D’autre part parce que l’époque produisant des films de cet acabit est en voie d’assèchement et sera sans doute bientôt révolue, Martin Scorsese étant l’un des derniers représentants actifs de cette génération de cinéastes ayant grandi dans l’admiration de l’âge classique hollywoodien et inventant ensuite sa période post-classique que l’on a appelée « Nouvel Hollywood » : une époque où les auteurs-réalisateurs avaient pris le pouvoir, imposant leurs choix esthétiques et thématiques aux moguls des studios. Que reste-t-il de cette génération ? William Friedkin, Michael Cimino, Robert Altman, Dennis Hopper ou Arthur Penn sont morts, Brian De Palma est quasiment retraité, George Lucas s’est reconverti depuis longtemps dans le business, la technologie et le merchandising, Paul Schrader fait encore de bons films dans une indifférence quasi-générale… Les deux seuls survivants de cette époque encore en mesure de réaliser des films d’auteurs avec des budgets de blockbusters sont Steven Spielberg et Martin Scorsese.

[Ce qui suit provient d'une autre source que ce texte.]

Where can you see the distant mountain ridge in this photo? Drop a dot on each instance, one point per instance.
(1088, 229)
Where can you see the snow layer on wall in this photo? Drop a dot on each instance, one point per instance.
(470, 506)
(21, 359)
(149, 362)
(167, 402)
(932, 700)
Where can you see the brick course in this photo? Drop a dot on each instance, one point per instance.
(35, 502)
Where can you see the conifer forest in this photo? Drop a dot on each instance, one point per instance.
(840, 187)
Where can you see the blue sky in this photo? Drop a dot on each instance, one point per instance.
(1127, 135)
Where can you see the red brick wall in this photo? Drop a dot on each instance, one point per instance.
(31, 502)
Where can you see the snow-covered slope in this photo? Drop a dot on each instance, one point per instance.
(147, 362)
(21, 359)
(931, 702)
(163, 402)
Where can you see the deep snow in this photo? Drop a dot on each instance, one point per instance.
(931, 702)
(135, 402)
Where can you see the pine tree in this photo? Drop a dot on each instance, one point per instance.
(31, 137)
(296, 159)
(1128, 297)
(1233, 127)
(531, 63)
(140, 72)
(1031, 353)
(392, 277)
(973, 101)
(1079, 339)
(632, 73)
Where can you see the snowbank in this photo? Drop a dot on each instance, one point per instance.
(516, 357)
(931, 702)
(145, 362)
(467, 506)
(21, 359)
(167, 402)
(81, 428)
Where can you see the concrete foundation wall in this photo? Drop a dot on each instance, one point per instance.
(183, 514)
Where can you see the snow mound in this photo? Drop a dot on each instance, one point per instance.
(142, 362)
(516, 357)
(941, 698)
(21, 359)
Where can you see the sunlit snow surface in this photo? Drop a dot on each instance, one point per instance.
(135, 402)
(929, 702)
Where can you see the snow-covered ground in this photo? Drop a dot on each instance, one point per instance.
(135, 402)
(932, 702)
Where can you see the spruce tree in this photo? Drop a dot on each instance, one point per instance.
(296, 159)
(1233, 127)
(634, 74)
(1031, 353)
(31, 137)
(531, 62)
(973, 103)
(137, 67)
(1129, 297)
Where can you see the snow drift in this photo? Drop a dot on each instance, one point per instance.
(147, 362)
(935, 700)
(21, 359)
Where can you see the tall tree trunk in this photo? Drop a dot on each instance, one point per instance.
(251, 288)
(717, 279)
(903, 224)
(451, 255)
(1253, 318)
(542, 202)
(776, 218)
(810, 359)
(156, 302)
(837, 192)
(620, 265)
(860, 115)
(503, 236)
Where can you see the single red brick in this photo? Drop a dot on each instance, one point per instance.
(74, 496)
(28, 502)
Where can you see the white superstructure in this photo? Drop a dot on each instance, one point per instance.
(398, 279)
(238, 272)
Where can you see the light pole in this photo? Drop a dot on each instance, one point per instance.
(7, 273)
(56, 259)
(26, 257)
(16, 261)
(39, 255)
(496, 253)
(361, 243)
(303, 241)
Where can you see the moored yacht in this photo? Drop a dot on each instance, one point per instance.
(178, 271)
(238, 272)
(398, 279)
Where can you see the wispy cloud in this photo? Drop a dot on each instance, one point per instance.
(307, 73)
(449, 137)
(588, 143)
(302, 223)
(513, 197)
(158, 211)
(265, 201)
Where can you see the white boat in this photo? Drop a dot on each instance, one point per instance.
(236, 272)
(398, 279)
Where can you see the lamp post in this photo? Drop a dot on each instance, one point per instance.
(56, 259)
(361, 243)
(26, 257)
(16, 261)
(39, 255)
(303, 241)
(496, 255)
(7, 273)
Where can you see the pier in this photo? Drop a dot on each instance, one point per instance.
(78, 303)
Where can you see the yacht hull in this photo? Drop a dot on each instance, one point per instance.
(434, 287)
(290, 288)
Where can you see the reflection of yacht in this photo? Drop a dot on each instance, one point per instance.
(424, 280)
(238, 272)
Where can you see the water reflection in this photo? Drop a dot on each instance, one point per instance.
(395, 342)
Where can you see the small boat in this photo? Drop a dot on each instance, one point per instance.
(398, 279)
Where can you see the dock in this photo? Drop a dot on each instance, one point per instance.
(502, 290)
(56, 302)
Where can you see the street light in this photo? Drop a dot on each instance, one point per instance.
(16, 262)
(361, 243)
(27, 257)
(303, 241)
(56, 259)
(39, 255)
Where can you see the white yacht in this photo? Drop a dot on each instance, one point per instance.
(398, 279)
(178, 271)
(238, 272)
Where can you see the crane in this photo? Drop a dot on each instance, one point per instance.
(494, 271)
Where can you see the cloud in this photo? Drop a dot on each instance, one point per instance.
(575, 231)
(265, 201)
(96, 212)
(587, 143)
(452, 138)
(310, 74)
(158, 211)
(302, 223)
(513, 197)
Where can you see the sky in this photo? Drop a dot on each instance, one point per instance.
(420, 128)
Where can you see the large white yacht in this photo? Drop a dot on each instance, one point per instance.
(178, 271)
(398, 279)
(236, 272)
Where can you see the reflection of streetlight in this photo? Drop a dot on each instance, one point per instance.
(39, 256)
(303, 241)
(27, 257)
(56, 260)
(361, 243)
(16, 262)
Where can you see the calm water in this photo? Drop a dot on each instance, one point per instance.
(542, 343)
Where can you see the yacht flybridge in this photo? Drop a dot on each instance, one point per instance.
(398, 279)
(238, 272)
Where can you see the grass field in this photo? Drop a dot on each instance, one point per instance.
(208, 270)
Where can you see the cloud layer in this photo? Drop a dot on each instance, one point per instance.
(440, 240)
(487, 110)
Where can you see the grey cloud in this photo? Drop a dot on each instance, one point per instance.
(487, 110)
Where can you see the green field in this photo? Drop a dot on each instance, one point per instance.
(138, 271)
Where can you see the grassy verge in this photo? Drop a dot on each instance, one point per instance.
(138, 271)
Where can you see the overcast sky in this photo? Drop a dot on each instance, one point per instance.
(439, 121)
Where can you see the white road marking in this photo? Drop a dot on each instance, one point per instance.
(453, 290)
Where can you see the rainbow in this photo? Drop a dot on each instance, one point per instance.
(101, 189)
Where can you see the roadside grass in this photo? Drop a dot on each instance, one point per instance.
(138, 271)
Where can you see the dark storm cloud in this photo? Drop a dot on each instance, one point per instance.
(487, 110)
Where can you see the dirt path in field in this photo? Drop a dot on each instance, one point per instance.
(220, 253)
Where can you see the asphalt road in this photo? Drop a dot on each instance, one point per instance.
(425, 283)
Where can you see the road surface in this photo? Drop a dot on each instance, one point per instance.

Et encore, Marty (qui n’est pas actionnaire d’un studio comme Spielberg) a dû se diriger vers les plateformes pour financer ses projets coûteux. Mais dans le cas de Killers of the flower moon, nous avons de la chance : coproduit par Apple Studios et donc destiné à être diffusé sur Apple TV, le film sortira bien dans les salles françaises. Alors on ne saurait trop conseiller de profiter de cette occasion rare : voir un grand spectacle cinématographique produit par une plateforme mais visible en salle, son écrin naturel, car réalisé par un cinéaste amoureux du cinéma dans les deux acceptions du mot : un art, et le lieu où profiter au mieux de cet art.

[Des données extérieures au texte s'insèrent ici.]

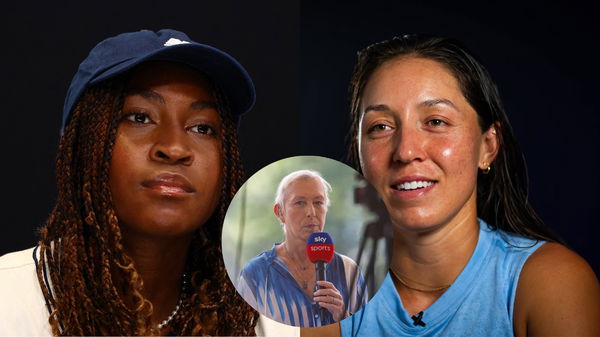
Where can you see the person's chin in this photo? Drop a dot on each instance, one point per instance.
(414, 219)
(163, 225)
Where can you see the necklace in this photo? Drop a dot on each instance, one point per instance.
(304, 282)
(429, 289)
(179, 303)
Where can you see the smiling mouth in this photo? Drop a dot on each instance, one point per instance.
(413, 185)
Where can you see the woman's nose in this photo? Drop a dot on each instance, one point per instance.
(170, 146)
(408, 145)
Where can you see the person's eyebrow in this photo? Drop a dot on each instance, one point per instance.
(148, 94)
(436, 101)
(377, 107)
(201, 105)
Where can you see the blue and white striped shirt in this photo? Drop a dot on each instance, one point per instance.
(268, 286)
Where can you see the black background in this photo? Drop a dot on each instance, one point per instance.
(543, 57)
(300, 55)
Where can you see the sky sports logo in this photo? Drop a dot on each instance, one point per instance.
(326, 248)
(320, 239)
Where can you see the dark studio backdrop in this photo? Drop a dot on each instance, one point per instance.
(543, 57)
(44, 42)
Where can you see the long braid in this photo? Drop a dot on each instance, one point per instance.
(80, 244)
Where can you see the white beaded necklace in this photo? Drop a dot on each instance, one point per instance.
(179, 303)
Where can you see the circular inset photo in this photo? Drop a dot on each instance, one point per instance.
(305, 241)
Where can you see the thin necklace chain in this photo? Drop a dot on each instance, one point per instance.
(168, 320)
(431, 288)
(304, 282)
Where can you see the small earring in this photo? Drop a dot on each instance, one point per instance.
(487, 169)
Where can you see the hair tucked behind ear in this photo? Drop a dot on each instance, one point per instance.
(502, 194)
(80, 244)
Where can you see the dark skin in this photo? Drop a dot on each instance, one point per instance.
(165, 174)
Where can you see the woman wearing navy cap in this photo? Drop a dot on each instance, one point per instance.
(148, 161)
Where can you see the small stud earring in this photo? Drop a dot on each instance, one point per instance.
(487, 169)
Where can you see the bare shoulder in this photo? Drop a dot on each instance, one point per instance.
(558, 294)
(331, 330)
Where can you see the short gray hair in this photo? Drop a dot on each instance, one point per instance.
(296, 175)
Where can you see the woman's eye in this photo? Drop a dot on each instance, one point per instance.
(138, 117)
(379, 128)
(436, 122)
(203, 129)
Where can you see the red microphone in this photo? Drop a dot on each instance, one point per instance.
(320, 249)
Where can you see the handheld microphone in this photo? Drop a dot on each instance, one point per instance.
(319, 250)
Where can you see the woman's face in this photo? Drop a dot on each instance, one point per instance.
(420, 143)
(165, 173)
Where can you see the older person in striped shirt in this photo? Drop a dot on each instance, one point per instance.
(281, 282)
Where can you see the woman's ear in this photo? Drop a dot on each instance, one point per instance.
(490, 145)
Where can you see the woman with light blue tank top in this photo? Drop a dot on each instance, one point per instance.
(470, 255)
(480, 302)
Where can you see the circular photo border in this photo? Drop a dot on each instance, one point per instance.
(354, 220)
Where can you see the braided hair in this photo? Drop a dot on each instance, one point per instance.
(84, 270)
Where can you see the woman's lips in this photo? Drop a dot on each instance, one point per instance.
(169, 184)
(412, 187)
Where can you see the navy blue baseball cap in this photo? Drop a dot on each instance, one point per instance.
(118, 54)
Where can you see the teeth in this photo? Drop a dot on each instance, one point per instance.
(413, 185)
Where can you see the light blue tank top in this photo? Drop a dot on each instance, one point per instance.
(480, 302)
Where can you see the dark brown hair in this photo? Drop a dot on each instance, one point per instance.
(501, 194)
(81, 255)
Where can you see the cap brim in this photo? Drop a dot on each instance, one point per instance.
(219, 66)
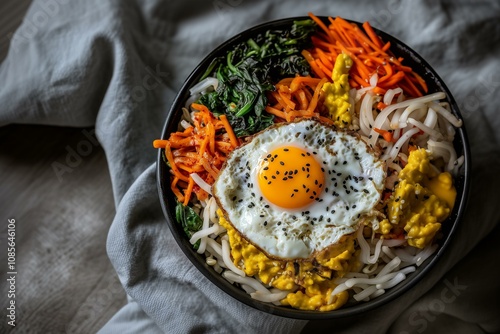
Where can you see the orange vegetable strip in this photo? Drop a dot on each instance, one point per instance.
(322, 26)
(211, 135)
(275, 112)
(371, 33)
(301, 97)
(394, 79)
(189, 190)
(210, 169)
(200, 107)
(159, 143)
(232, 137)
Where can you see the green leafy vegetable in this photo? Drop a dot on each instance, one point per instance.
(247, 72)
(189, 220)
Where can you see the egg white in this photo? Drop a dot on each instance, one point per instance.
(354, 180)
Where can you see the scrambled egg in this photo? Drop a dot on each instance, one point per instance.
(422, 199)
(310, 282)
(337, 92)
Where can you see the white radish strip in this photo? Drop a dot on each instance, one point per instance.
(432, 133)
(402, 120)
(447, 115)
(394, 122)
(382, 117)
(408, 270)
(393, 242)
(374, 258)
(365, 293)
(199, 181)
(389, 95)
(355, 275)
(370, 269)
(203, 233)
(203, 240)
(404, 255)
(395, 166)
(386, 250)
(213, 210)
(214, 248)
(204, 85)
(366, 115)
(226, 256)
(248, 289)
(392, 282)
(269, 297)
(390, 267)
(252, 282)
(365, 248)
(376, 280)
(401, 141)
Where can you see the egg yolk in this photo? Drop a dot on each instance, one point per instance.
(290, 177)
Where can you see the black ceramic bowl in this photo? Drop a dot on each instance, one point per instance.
(168, 201)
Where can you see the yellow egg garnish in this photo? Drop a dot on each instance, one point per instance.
(422, 199)
(337, 92)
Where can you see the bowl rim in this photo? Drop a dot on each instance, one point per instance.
(198, 260)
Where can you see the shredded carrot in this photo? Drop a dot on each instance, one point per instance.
(369, 53)
(201, 148)
(304, 102)
(229, 130)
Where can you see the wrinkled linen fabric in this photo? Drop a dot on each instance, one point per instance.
(117, 65)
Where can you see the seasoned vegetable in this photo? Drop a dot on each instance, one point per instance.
(247, 72)
(189, 221)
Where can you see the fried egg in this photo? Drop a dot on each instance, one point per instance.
(296, 188)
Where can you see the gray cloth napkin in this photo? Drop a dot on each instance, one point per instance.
(117, 65)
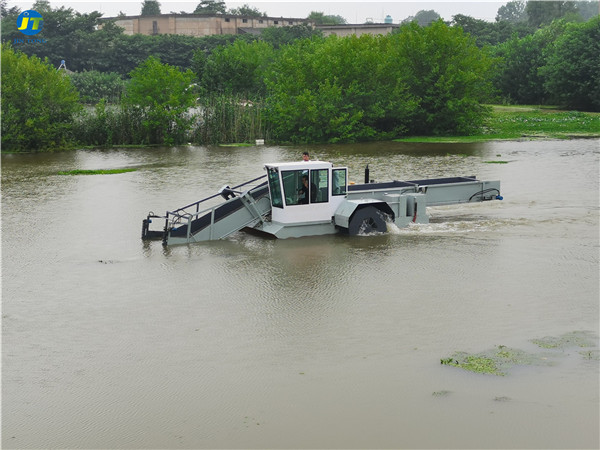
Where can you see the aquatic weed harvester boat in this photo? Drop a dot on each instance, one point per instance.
(310, 198)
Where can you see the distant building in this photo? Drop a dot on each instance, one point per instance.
(200, 24)
(358, 30)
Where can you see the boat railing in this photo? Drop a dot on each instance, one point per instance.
(184, 214)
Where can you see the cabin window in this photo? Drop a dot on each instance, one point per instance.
(295, 193)
(275, 189)
(338, 184)
(319, 185)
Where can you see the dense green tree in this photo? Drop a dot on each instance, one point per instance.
(150, 8)
(518, 79)
(163, 94)
(238, 68)
(588, 9)
(447, 75)
(94, 86)
(320, 18)
(572, 67)
(512, 12)
(248, 11)
(38, 104)
(210, 7)
(489, 33)
(337, 89)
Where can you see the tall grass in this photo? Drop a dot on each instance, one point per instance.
(218, 119)
(229, 119)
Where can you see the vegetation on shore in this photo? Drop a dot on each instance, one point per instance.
(526, 122)
(430, 82)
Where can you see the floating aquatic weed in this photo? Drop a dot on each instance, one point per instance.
(593, 355)
(572, 339)
(494, 362)
(96, 172)
(441, 393)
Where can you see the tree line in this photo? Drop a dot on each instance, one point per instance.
(291, 84)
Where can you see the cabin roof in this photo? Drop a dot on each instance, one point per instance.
(298, 165)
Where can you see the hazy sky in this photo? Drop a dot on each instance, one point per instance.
(352, 11)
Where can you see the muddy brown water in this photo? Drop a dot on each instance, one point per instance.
(325, 342)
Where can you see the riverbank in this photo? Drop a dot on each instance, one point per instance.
(527, 122)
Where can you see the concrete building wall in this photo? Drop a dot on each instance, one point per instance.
(358, 30)
(198, 25)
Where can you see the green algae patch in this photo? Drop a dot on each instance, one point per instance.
(237, 144)
(582, 339)
(493, 362)
(96, 172)
(442, 393)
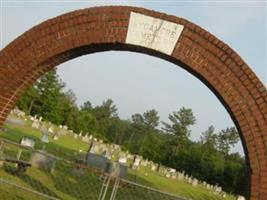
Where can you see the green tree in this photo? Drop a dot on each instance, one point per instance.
(227, 137)
(179, 126)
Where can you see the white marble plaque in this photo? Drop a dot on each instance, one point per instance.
(153, 33)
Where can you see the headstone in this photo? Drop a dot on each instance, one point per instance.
(168, 175)
(86, 139)
(55, 137)
(45, 138)
(136, 162)
(27, 142)
(194, 182)
(40, 160)
(239, 197)
(14, 120)
(123, 160)
(35, 124)
(153, 167)
(97, 161)
(50, 129)
(180, 176)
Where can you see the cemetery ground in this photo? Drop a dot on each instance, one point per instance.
(63, 185)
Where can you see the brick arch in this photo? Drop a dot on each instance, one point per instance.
(98, 29)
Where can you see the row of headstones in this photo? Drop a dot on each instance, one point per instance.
(113, 151)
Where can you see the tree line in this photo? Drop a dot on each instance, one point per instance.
(167, 143)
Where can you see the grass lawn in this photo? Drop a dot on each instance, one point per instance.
(64, 183)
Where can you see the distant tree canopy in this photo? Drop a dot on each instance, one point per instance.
(208, 159)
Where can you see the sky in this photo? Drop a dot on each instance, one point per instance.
(138, 82)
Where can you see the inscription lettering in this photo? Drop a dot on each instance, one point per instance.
(153, 33)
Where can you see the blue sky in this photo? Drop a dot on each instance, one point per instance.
(139, 82)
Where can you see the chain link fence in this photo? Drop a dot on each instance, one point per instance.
(27, 174)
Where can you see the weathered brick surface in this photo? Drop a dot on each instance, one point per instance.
(104, 28)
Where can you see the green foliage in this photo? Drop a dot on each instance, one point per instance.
(209, 159)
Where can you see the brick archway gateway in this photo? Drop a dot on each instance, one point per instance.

Adapté d’un ouvrage de David Grann, Killers of the flower moon raconte l’histoire d’une prédation : comment les Blancs se sont emparés des terres riches en pétrole des Indiens Osages, n’hésitant pas à les assassiner si besoin. Cet épisode historique méconnu, circonscrit dans le temps (les années 1920) et dans la géographie (l’Oklahoma), est évidemment une réplique miniature de la conquête plus globale de l’Amérique et du génocide des Indiens qui constituent la genèse des États-Unis d’Amérique. Et il symbolise plus largement toute expérience coloniale, toute conquête fondée sur le meurtre et l’idée de supériorité d’un peuple sur un autre.

Dans les vingt premières minutes du film, Scorsese prend soin de nous présenter le contexte historique de son récit et cet aspect didactique nous enseigne un tas de choses car, avouons-le, on ignorait le nom et l’existence des Osages et l’on ne savait pas non plus que cette tribu indienne s’était fortement enrichie grâce à l’or noir, se payant même le luxe en forme de revanche d’employer des domestiques blancs. Une fois mis en place ce contexte général de façon inventive et admirable (foisonnement de scènes, recours à des archives authentiques ou inventées par le cinéaste, imagerie de western et de cinéma muet…), Scorsese resserre son récit sur trois personnages : Bill « King » Hale (Robert De Niro), le parrain de la région, Ernest Burkhart (Leonardo Di Caprio), son neveu benêt qui revient juste des tranchées de 14-18, et Mollie (Lily Gladstone), une Osage accorte, riche et célibataire.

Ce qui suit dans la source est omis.